A partnership (taxpayer) was denied a deduction for an easement donation related to a property (P1). The taxpayer claimed the deduction for the wrong year. Additionally, the taxpayer (1) substantially overvalued its worth, and failed to document key expenses.

The taxpayer was formed to purchase and develop P1. Later, the taxpayer created a “Historic Preservation and Conservation Easement,” which would donate the right to modify P1 (through construction) to a local charity. The taxpayer claimed a tax deduction nearly four times what it had paid for P1.

Between the donation and the beginning of the taxpayer’s taxable year, the taxpayer’s primary partner became its sole partner. During this time period, the taxpayer did not exist as a taxable partnership. The correct taxpayer with respect to the deduction was said primary partner, not the taxpayer. The taxpayer did not deny reporting said mistake in its return.
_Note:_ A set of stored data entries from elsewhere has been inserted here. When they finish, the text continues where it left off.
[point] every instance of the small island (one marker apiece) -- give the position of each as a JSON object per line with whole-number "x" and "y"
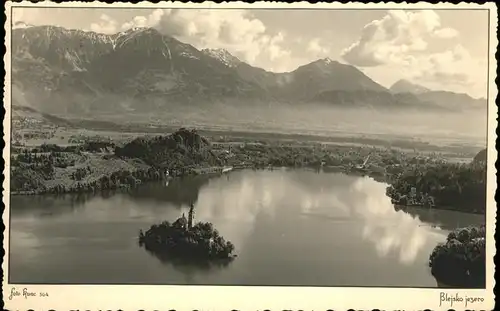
{"x": 461, "y": 261}
{"x": 200, "y": 243}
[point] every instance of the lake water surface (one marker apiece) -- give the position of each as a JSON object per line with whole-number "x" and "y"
{"x": 289, "y": 227}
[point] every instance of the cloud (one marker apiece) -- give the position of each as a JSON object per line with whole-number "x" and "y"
{"x": 446, "y": 33}
{"x": 455, "y": 68}
{"x": 151, "y": 20}
{"x": 106, "y": 25}
{"x": 316, "y": 48}
{"x": 409, "y": 43}
{"x": 395, "y": 37}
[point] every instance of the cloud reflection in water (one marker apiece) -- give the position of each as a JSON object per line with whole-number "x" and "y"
{"x": 261, "y": 196}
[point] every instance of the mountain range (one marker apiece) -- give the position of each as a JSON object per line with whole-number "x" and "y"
{"x": 141, "y": 71}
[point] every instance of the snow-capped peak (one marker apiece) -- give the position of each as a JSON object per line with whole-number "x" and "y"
{"x": 223, "y": 56}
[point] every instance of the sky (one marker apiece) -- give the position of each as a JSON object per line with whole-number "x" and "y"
{"x": 439, "y": 49}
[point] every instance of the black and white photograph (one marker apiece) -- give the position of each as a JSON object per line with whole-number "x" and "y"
{"x": 254, "y": 145}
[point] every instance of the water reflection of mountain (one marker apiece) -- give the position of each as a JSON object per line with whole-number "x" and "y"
{"x": 446, "y": 220}
{"x": 178, "y": 191}
{"x": 189, "y": 266}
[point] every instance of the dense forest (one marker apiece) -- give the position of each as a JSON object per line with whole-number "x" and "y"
{"x": 457, "y": 186}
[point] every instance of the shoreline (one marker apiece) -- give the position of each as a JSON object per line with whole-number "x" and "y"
{"x": 93, "y": 167}
{"x": 210, "y": 171}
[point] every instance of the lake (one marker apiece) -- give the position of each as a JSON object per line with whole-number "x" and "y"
{"x": 289, "y": 227}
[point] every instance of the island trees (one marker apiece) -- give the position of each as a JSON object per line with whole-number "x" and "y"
{"x": 198, "y": 243}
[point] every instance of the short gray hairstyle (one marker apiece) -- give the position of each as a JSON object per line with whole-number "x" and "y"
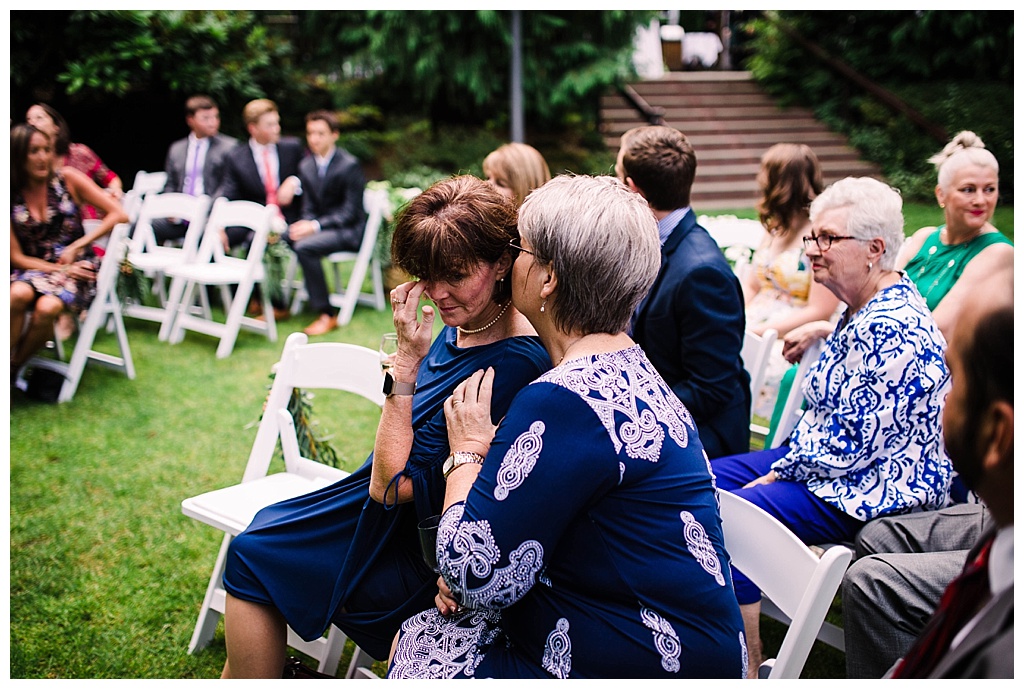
{"x": 965, "y": 148}
{"x": 876, "y": 212}
{"x": 601, "y": 241}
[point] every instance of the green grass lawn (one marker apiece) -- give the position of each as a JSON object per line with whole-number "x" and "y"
{"x": 107, "y": 574}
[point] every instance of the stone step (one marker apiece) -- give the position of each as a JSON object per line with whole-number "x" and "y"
{"x": 730, "y": 122}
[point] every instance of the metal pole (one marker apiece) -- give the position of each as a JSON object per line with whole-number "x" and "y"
{"x": 516, "y": 77}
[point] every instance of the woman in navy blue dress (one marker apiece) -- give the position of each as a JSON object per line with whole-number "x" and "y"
{"x": 349, "y": 554}
{"x": 581, "y": 537}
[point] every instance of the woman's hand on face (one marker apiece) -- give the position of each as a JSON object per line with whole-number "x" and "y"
{"x": 445, "y": 604}
{"x": 414, "y": 335}
{"x": 799, "y": 339}
{"x": 763, "y": 480}
{"x": 468, "y": 414}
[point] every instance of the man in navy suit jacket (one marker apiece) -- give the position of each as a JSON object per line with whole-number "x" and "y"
{"x": 266, "y": 156}
{"x": 691, "y": 324}
{"x": 195, "y": 164}
{"x": 333, "y": 217}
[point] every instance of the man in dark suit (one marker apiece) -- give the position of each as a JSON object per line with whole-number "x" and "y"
{"x": 333, "y": 218}
{"x": 266, "y": 169}
{"x": 691, "y": 324}
{"x": 195, "y": 164}
{"x": 971, "y": 633}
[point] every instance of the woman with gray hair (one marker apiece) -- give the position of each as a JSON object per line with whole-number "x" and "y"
{"x": 869, "y": 442}
{"x": 581, "y": 536}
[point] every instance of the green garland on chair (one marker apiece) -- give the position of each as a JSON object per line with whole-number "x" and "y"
{"x": 313, "y": 444}
{"x": 132, "y": 285}
{"x": 276, "y": 256}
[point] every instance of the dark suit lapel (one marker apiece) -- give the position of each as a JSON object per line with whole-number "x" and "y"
{"x": 675, "y": 239}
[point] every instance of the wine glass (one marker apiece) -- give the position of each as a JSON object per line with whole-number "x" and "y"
{"x": 428, "y": 541}
{"x": 388, "y": 350}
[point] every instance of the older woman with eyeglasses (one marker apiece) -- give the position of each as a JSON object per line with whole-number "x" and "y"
{"x": 869, "y": 442}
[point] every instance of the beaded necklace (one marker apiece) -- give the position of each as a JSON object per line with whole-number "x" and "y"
{"x": 480, "y": 330}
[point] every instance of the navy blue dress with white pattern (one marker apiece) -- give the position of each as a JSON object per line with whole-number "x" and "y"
{"x": 590, "y": 545}
{"x": 335, "y": 555}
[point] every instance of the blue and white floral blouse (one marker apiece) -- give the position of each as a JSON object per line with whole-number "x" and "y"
{"x": 590, "y": 545}
{"x": 870, "y": 440}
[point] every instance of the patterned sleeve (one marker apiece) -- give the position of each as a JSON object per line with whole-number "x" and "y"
{"x": 547, "y": 463}
{"x": 876, "y": 393}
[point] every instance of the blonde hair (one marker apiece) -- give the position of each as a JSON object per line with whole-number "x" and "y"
{"x": 965, "y": 148}
{"x": 519, "y": 167}
{"x": 254, "y": 110}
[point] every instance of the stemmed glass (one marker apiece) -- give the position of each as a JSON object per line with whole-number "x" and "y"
{"x": 428, "y": 541}
{"x": 388, "y": 350}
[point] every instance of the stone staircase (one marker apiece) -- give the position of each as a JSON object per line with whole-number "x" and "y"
{"x": 730, "y": 122}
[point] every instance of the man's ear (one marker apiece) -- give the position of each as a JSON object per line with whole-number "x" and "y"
{"x": 997, "y": 438}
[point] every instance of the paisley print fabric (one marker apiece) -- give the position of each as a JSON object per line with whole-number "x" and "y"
{"x": 590, "y": 544}
{"x": 870, "y": 441}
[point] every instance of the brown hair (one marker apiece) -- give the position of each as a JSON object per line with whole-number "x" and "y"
{"x": 790, "y": 179}
{"x": 445, "y": 231}
{"x": 662, "y": 164}
{"x": 61, "y": 142}
{"x": 325, "y": 116}
{"x": 519, "y": 167}
{"x": 20, "y": 138}
{"x": 198, "y": 102}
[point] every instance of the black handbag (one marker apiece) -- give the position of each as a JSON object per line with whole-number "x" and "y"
{"x": 296, "y": 670}
{"x": 44, "y": 384}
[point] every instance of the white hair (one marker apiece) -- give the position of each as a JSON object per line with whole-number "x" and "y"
{"x": 601, "y": 240}
{"x": 876, "y": 211}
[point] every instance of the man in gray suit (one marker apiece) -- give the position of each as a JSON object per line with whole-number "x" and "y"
{"x": 889, "y": 598}
{"x": 195, "y": 164}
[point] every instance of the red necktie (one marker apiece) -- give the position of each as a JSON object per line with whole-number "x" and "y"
{"x": 961, "y": 601}
{"x": 268, "y": 182}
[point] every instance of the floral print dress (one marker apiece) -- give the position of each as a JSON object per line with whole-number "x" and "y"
{"x": 47, "y": 239}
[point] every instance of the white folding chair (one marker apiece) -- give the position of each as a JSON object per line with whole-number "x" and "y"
{"x": 797, "y": 585}
{"x": 756, "y": 354}
{"x": 213, "y": 267}
{"x": 366, "y": 260}
{"x": 154, "y": 260}
{"x": 148, "y": 182}
{"x": 334, "y": 365}
{"x": 793, "y": 408}
{"x": 104, "y": 305}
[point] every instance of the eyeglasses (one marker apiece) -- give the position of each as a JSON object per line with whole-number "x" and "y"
{"x": 516, "y": 247}
{"x": 824, "y": 242}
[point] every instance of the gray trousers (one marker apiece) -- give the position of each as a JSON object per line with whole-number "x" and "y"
{"x": 903, "y": 563}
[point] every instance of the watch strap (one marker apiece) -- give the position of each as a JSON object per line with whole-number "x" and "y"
{"x": 456, "y": 460}
{"x": 393, "y": 387}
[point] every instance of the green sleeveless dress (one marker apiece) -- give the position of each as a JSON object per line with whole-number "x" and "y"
{"x": 937, "y": 266}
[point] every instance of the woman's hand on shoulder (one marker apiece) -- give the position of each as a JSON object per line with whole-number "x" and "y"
{"x": 414, "y": 335}
{"x": 770, "y": 477}
{"x": 467, "y": 413}
{"x": 799, "y": 339}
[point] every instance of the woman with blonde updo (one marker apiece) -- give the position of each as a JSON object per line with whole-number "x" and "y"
{"x": 516, "y": 169}
{"x": 944, "y": 262}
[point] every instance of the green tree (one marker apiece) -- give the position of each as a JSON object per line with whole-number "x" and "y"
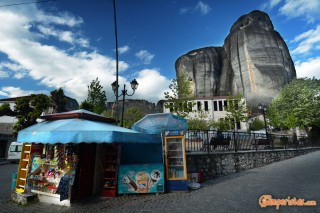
{"x": 297, "y": 105}
{"x": 6, "y": 110}
{"x": 237, "y": 109}
{"x": 237, "y": 112}
{"x": 223, "y": 124}
{"x": 256, "y": 125}
{"x": 58, "y": 100}
{"x": 28, "y": 109}
{"x": 97, "y": 98}
{"x": 199, "y": 122}
{"x": 133, "y": 115}
{"x": 180, "y": 99}
{"x": 87, "y": 106}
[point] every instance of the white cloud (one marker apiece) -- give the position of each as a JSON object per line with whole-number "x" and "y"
{"x": 271, "y": 4}
{"x": 4, "y": 94}
{"x": 15, "y": 91}
{"x": 65, "y": 36}
{"x": 203, "y": 8}
{"x": 23, "y": 34}
{"x": 308, "y": 9}
{"x": 4, "y": 74}
{"x": 200, "y": 7}
{"x": 307, "y": 41}
{"x": 152, "y": 85}
{"x": 145, "y": 56}
{"x": 308, "y": 68}
{"x": 12, "y": 68}
{"x": 48, "y": 64}
{"x": 123, "y": 49}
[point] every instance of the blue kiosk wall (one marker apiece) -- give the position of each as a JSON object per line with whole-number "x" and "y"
{"x": 141, "y": 169}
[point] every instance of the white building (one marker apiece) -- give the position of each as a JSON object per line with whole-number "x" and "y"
{"x": 213, "y": 106}
{"x": 6, "y": 128}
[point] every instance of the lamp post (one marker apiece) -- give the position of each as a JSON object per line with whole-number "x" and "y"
{"x": 263, "y": 109}
{"x": 115, "y": 86}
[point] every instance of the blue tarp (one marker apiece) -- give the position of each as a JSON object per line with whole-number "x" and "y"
{"x": 77, "y": 130}
{"x": 159, "y": 122}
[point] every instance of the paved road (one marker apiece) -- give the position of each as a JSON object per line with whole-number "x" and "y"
{"x": 298, "y": 177}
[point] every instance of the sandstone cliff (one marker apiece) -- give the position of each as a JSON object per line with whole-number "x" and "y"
{"x": 254, "y": 61}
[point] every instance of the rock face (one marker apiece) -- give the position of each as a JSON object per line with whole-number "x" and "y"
{"x": 254, "y": 61}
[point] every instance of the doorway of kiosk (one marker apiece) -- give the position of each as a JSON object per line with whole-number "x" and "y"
{"x": 14, "y": 152}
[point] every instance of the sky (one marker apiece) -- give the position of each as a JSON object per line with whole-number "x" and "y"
{"x": 69, "y": 43}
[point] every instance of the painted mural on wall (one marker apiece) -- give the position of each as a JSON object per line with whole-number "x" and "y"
{"x": 147, "y": 178}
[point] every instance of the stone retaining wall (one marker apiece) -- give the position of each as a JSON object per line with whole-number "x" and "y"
{"x": 220, "y": 164}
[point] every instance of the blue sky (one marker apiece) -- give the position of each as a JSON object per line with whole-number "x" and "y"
{"x": 68, "y": 43}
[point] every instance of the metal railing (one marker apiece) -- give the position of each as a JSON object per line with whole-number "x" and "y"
{"x": 212, "y": 140}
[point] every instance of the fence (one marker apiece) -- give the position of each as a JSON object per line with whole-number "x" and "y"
{"x": 212, "y": 140}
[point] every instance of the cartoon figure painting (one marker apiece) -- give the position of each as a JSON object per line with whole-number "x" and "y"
{"x": 141, "y": 179}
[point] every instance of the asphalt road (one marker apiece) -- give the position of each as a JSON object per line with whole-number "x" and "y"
{"x": 286, "y": 181}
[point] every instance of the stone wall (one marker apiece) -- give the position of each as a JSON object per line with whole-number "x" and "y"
{"x": 220, "y": 164}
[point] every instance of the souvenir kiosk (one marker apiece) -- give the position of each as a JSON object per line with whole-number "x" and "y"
{"x": 76, "y": 154}
{"x": 172, "y": 129}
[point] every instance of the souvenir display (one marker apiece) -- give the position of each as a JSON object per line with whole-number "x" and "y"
{"x": 53, "y": 173}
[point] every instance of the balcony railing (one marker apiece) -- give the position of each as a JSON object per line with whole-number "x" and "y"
{"x": 212, "y": 141}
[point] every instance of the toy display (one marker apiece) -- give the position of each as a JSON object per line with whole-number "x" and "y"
{"x": 58, "y": 163}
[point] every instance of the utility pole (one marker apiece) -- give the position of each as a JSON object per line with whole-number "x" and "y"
{"x": 117, "y": 60}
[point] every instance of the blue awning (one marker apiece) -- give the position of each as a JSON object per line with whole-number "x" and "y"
{"x": 77, "y": 130}
{"x": 159, "y": 122}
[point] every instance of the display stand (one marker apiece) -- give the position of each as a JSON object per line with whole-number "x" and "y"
{"x": 23, "y": 168}
{"x": 176, "y": 168}
{"x": 28, "y": 150}
{"x": 109, "y": 188}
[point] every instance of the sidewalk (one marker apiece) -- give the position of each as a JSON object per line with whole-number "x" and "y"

Further, the taxpayer valued the easement at 2500 percent of the Tax Court’s valuation. This qualified to be a gross valuation overstatement, and the taxpayer was liable for penalties. It could not raise the “professional tax advice” defense since the understatement exceeded 200 percent of the correct valuation.

Affirming the Tax Court, Dec. 62,487(M), T.C. Memo. 2024-072.